The Influence of Emotion on Object-Based Attention Using Reward

Poster Presentation 56.463: Tuesday, May 19, 2026, 2:45 – 6:45 pm, Pavilion
Session: Attention: Reward

Sanweda Mahagabin1, Sarah Shomstein1; 1The George Washington University

Object-based attention (OBA) enhances processing of features within attended objects beyond their spatial position. While reward history is known to bias attention, it remains unclear how the emotional valence of feedback– reward, punishment, or neutral– modulates space- and object-based selection. Using performance-contingent feedback to link each object with a positive or negative emotional value, we examined how these associations modulate OBA in a modified Egly-rectangle paradigm. Participants completed a valenced session where one object was consistently rewarded and the other punished, and a separate group completed a structurally identical no-reward session with neutral feedback.

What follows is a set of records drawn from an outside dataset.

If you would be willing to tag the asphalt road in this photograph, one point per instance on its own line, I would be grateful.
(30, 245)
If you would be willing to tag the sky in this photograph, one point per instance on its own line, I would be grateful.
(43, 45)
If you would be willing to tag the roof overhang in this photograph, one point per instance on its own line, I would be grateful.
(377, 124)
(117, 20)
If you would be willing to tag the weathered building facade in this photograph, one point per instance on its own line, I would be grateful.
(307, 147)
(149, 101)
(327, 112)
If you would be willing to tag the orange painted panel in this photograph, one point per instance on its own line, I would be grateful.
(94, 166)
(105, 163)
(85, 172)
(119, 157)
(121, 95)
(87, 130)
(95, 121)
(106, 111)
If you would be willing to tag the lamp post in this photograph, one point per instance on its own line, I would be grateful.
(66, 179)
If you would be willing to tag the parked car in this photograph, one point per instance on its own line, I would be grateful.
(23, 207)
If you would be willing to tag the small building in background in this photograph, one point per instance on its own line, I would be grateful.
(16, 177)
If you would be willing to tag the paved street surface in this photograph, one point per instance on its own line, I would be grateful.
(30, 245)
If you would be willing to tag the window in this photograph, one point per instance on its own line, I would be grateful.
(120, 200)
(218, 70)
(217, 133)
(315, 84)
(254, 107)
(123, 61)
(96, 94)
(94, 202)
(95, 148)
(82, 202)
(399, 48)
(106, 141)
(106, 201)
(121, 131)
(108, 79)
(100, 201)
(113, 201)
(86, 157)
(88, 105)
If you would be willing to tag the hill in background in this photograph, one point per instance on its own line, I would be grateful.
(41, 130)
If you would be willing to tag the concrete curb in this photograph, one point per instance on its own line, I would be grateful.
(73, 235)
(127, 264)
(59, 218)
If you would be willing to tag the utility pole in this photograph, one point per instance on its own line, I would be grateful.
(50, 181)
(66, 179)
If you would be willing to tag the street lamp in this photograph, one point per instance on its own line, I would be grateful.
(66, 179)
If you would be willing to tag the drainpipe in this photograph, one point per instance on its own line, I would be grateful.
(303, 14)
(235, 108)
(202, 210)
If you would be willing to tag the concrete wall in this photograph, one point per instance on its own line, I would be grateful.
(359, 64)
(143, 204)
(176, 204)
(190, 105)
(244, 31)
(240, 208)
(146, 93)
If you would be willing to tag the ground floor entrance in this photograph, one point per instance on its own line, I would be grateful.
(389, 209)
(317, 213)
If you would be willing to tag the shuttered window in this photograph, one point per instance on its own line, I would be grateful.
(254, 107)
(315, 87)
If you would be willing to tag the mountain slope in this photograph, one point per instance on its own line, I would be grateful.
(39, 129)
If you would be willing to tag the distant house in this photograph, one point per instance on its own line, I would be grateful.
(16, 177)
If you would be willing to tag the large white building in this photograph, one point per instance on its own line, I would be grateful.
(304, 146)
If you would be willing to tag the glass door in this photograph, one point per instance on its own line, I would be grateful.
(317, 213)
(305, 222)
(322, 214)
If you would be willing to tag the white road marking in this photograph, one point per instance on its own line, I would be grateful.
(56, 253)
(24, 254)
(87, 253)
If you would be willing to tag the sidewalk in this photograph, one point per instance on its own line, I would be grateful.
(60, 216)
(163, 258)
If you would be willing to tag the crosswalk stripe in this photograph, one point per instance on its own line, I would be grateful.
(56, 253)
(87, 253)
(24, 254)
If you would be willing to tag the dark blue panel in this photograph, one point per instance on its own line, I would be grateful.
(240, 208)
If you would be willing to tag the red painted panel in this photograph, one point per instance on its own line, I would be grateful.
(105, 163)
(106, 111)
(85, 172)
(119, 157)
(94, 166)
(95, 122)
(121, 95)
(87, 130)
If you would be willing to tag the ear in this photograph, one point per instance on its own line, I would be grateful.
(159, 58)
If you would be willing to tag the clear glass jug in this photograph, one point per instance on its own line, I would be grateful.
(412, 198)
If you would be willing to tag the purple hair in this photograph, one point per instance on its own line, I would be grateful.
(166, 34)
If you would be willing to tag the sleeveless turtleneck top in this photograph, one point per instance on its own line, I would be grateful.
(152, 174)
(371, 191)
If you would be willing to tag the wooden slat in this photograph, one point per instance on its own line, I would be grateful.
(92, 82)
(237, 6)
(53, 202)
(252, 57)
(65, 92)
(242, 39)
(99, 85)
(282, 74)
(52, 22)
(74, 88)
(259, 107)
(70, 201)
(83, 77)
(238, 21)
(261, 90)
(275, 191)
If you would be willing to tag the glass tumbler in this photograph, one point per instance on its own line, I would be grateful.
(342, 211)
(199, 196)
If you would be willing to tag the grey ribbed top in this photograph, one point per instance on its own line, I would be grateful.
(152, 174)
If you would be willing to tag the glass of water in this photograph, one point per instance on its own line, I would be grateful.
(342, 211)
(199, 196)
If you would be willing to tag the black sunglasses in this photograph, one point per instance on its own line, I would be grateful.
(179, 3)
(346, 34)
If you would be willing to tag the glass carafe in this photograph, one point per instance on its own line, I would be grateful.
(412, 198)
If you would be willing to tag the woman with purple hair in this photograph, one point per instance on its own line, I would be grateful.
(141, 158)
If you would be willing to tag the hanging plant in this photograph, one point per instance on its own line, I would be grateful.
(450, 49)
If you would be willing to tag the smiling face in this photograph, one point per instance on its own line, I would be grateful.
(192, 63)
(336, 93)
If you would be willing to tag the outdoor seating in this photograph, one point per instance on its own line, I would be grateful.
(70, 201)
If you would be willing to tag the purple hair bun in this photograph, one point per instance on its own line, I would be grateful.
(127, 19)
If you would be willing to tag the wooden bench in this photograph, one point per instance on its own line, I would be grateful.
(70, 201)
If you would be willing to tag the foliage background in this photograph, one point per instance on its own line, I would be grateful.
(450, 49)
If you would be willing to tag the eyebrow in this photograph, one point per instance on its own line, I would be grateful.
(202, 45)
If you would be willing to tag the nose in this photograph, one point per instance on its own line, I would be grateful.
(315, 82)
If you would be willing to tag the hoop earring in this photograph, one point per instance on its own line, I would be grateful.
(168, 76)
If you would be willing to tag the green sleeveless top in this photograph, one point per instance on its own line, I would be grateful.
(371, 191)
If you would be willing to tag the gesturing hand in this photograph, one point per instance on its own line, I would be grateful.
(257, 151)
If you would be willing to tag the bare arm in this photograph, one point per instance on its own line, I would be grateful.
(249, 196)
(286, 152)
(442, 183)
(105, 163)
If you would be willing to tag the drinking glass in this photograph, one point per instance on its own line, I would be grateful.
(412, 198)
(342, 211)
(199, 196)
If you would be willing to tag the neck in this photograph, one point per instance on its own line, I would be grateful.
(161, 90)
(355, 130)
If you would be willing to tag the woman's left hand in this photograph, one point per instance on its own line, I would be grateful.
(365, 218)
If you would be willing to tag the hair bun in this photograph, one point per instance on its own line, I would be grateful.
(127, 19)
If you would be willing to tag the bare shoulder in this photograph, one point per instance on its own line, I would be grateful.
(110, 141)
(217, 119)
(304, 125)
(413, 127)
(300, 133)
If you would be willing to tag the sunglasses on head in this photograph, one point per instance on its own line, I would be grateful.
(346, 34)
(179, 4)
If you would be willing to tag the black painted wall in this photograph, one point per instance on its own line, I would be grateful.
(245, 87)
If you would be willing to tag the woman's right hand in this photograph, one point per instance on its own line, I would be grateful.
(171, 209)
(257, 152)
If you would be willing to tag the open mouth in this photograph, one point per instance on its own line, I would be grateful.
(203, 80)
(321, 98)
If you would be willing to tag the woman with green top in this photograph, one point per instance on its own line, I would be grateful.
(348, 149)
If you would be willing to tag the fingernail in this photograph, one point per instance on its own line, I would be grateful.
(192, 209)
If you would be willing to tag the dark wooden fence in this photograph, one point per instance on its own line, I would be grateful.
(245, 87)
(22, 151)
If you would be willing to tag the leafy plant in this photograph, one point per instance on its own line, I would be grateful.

Each trial contained a cue at one end of a rectangle, followed by a target at the cued location (valid), the opposite end of the same object (same-object, SO), or the equidistant location on the uncued object (different-object, DO). In the valenced session, objects carried fixed emotional value: targets on the rewarded object always yielded gains, whereas targets on the punished object always yielded losses. The no-reward session provided non-contingent, neutral feedback. Accuracy was uniformly high (≥97%) with no group differences, ruling out speed-accuracy tradeoffs. Space-based attention was robust: responses were faster for valid than invalid trials in all conditions, with no modulation of this effect by valence. Within the valenced session, reward produced faster responses than punishment for both trial types (ps<.01). OBA was also reliable: invalid SO trials were faster than DO trials across groups (SO-DO: 22.62 ms reward, 37.35 ms punishment, 33.15 ms no-reward). Importantly, a significant Valence × Trial interaction emerged (F(2,76)=3.73, p=.029), indicating slower DO responses under punishment than under reward. In a set of follow-up experiments, we tested whether similar emotional influences arise when affective content, rather than monetary reward, is embedded in background scenes or used as targets themselves.